I was here in the 1990s, when another burst of cultural energy brought more changes to city life in Hamtramck.
Coffeehouses like Shadowbox and Planet Ant (now a venue for live theater) opened, artists moved in, people began to pay attention to an evolving neighborhood project called Hamtramck Disneyland, the underused Polish Falcons Hall became first the Falcon Club (punk, new wave and ska) then Motor (a “super” club with three rooms of techno, house and related electronic music styles), Whizzbang bookstore opened, held poetry readings and other literary events.
Cafe Zuppa, a lunch spot that replaced Shadowbox, served one-of-a-kind soups that attracted diners from near and far.
Meanwhile, the Conant and Caniff commercial strip and the city’s southend were being transformed by South Asian and Middle Eastern entrepreneurs. Hamtramck was no longer seen as just an enclave for Eastern European-Americans. It had a global vibe with destination cachet. Its ceiling for growth expanded, more people wanted to come here for food and fun.
National media paid attention, the UTNE Reader declaring Hamtramck one of the hippest neighborhoods in North America in 1997. Blender, a music magazine, said Hamtramck was number 2 on its list of rock ‘n’ roll towns (second only to Williamsburg, Brooklyn).
Sure, that’s hype, but there is truth there on a granular level. I know it’s there: I’ve lived this truth my entire life, and I’m happy to share it with you.
I bring all this up as a way to introduce what I will be writing about in this column. Real experience in a real place is the subject for City Life. This is not reporting in the conventional sense. It is more intimate than that.

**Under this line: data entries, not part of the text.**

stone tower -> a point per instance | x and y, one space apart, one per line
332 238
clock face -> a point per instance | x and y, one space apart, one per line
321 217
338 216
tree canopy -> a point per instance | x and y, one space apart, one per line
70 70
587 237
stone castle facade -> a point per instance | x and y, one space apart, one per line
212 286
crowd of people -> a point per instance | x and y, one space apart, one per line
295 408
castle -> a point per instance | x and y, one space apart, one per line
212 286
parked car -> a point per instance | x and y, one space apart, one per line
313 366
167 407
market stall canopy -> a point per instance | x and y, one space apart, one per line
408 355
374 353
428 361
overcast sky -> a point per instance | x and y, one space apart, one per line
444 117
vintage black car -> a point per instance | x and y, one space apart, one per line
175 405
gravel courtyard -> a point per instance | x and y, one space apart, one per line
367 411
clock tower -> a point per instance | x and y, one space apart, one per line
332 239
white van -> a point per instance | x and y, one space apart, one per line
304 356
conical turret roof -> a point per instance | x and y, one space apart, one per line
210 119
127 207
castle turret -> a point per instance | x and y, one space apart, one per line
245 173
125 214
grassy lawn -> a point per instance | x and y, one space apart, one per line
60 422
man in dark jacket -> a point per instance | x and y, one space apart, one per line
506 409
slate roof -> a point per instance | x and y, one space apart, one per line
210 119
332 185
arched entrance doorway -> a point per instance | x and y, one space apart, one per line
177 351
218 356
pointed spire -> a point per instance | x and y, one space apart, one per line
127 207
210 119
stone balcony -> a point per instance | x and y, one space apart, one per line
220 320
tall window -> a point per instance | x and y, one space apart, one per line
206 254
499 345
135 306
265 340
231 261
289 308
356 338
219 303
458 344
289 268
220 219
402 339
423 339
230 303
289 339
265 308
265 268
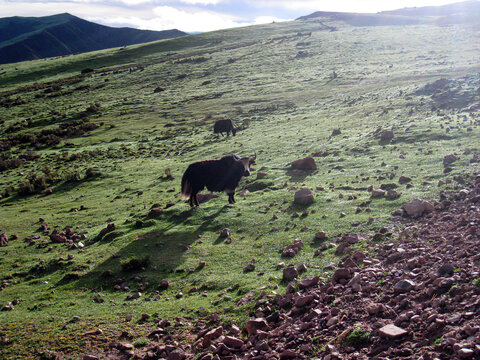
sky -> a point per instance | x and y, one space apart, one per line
197 15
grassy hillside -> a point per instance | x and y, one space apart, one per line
28 38
105 143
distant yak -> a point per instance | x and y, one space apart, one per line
224 125
222 174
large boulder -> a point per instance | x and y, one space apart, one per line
417 207
307 163
386 135
303 196
449 159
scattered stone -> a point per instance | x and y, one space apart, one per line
391 331
404 285
305 164
376 193
290 273
233 342
336 132
155 212
392 194
386 135
417 207
252 326
250 267
341 273
225 232
164 284
446 269
304 196
449 159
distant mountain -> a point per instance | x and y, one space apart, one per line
457 13
28 38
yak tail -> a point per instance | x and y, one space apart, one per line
186 188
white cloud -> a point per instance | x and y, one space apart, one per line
201 2
191 20
369 6
267 20
136 2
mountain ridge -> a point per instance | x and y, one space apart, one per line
30 38
456 13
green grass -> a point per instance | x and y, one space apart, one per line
287 107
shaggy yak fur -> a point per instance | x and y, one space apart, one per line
222 174
224 125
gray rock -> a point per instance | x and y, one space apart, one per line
303 196
341 273
391 331
417 207
449 159
404 285
290 273
253 325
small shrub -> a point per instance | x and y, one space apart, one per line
26 188
72 176
135 264
141 342
92 172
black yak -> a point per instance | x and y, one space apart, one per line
222 174
224 125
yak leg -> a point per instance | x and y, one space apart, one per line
193 198
231 200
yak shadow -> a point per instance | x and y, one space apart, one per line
300 175
161 250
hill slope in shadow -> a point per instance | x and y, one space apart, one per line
29 38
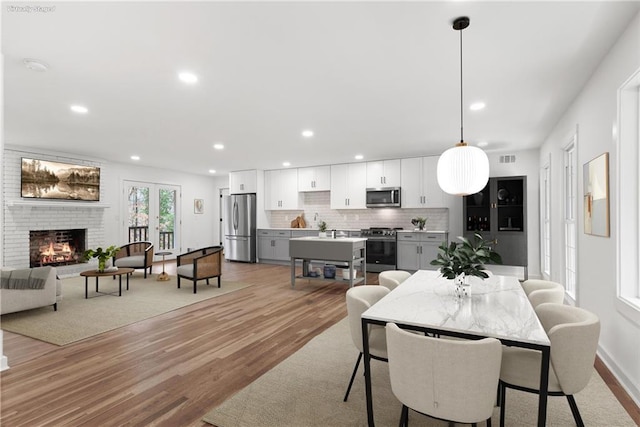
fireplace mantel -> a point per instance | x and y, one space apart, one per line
19 203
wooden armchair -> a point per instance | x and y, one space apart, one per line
135 255
201 264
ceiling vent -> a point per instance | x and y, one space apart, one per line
511 158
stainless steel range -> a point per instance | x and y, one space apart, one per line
381 248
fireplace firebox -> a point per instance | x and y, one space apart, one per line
56 247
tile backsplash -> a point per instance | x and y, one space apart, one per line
316 208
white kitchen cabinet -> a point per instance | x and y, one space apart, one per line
415 251
243 182
314 178
281 189
385 173
348 186
419 184
273 245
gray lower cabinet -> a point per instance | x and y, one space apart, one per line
415 250
273 245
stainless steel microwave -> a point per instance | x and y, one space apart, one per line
383 197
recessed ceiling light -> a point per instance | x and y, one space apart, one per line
79 109
35 65
188 77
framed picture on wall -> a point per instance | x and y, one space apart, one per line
596 196
198 206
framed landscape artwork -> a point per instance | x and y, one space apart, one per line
596 196
43 179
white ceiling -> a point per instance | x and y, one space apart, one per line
379 79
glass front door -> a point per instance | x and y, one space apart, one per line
152 214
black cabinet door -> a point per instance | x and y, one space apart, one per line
499 213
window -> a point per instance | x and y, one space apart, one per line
570 236
628 207
545 220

If love for Hamtramck does not come through in my words and pictures, then I am not doing my job.
There will be no shortage of experiences to write about.

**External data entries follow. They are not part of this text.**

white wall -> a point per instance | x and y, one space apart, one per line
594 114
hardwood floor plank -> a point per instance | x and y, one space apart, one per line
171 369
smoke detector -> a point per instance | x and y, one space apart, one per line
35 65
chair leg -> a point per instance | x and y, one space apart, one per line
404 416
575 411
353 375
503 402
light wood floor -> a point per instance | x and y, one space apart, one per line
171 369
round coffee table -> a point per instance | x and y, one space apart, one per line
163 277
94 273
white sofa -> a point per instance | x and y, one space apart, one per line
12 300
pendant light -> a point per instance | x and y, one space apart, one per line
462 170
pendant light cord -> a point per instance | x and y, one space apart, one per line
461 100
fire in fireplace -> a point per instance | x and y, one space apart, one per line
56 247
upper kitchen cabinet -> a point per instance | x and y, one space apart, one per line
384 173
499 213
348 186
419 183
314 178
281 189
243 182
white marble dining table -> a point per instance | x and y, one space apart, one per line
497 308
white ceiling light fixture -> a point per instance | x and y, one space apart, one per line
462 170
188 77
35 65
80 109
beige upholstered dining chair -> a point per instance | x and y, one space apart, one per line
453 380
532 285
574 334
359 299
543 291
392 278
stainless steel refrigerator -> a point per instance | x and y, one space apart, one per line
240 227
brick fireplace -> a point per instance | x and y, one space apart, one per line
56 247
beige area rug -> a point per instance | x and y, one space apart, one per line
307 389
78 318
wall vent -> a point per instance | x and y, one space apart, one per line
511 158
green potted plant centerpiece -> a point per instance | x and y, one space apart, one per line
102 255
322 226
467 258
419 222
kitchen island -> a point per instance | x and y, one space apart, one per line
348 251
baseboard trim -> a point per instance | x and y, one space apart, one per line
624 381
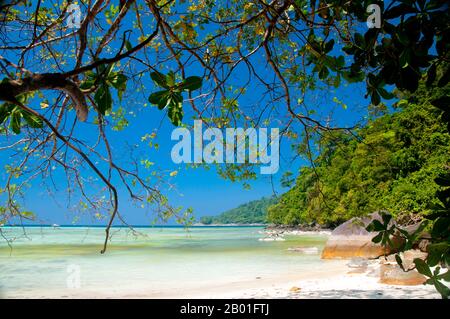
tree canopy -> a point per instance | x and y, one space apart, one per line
388 165
203 57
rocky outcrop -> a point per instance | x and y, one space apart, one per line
351 239
392 274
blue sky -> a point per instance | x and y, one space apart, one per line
203 190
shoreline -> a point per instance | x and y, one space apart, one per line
334 280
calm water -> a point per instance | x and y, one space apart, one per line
42 260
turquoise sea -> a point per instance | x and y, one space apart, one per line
153 262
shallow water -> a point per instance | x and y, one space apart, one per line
53 262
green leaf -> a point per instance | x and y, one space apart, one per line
422 267
119 82
170 78
191 83
375 98
385 94
377 238
15 121
128 45
442 103
176 109
32 120
159 98
159 79
103 99
4 112
445 276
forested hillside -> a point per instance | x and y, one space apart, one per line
254 212
390 164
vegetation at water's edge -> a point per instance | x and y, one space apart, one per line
254 212
390 164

In the past year I’ve participated in art, music and literary events at Public Pool, collaborated on a performance piece at last fall’s Neighborhood Arts Festival, led a mobile workshop at the Porous Borders Festival, and put a lineup of techno DJs together at Detroit Threads during the Hamtramck Music Festival.

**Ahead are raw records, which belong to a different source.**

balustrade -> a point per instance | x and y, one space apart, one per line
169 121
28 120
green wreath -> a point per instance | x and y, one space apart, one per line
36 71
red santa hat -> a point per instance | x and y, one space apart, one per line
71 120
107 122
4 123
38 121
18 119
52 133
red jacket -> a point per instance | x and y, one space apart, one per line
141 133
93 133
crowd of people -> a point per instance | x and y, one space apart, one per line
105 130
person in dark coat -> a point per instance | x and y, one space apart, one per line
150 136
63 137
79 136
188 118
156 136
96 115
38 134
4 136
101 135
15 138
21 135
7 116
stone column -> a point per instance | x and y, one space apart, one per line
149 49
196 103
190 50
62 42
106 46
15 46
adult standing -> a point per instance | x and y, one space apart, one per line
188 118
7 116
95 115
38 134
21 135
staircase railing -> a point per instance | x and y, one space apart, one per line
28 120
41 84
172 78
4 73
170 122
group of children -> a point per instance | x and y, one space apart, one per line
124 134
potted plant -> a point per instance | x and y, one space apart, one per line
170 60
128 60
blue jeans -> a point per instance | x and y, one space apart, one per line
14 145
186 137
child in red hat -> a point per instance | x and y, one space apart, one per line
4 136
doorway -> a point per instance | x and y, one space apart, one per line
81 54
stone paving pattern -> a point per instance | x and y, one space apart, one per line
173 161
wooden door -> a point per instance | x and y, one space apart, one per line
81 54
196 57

But that pales next to the awesome work done by pros and volunteers who dedicate their time to making Hamtramck a better place. I will find you guys and expose your good deeds as best I can.
Fall is coming, cool stuff is happening and I plan to be there, hanging out and writing about it every two weeks. Memories are made of this. Let’s live it up.
Walter Wasacz is a freelance writer, a consultant for the Detroit-Berlin Connection and a former managing editor for Model D. He worked for the Hamtramck Citizen from 1993 to 2004. Like Mitch Ryder, he was born at Hamtramck City Hall when it was St. Francis Hospital.